Love- is not jealous,not selfish,and is patience. 

Love - is the only feeling/thing that will fix everything that is broken. When you love someone, you are not only giving them your heart but you give them your entire self. In love, you made lots and lots and lots of sacrifices/patience/time and attention. In love you can find it anywhere/to anyone, husband/son. Family, Friends,Acquaintances.

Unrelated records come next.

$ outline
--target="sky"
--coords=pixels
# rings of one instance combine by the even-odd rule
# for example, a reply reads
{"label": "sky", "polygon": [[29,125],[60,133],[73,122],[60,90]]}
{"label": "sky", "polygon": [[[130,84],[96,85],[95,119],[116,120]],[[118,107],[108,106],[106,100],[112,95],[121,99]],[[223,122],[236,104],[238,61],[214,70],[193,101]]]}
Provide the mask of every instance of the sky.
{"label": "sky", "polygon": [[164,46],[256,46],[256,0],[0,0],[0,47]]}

     To me, I didn't know that I have so much love to share not until I met my husband and eventually my son. I met my husband at the age of 23,before that I was paranoid of my previous relationship/s. You know that feeling that you cannot trust the person you are in relationships with? Of course due to that, you become jealous and crazy and your relationship will obviously not going to last. Because how can you love someone if you do not trust them? Well,lets talk about trust. Trust needs to be gain not to be ask. If you know that something is wrong with the relationships TRUST your instincts and it will lead you the truth. Okay, lets go back to my love story, when I met my husband, my life was change forever. To him, I am so confident that where-ever we go I can trust him, The jealous part in me doesn't even exist anymore. I was eventually a different person in an(amazing way) of course. I learnt so much from him, he made me into my better self. He encourage me to be my best. 
    He dig my inner part, that I did not know I have it in me. He always sees the good in me, my compassion, my very best, my dedication and most especially my patience. When, i got pregnant he has to leave to go back home to his own country. I was then 4months pregnant. I have to be strong for the tiny fetus inside of me. I need to trust and believe that he will be back to me/us(son)once again. Long Distance Relationship is not easy most especially when your emotion is so unreasonable and delicate because of your pregnancy. My boyfriend(now husband) was always there, thou we only talk on skype and emails. But,he never fail to remind me that he will always be there for me to understand my hormonal changes, I found myself just crying because of the thought that I found the man of my prayers and of my dreams. When, I gave birth to our son, LOVE is definitely unmeasureable, and I couldn't ask for more.
 
        My boys are my real treasure.
         (These two being too cute).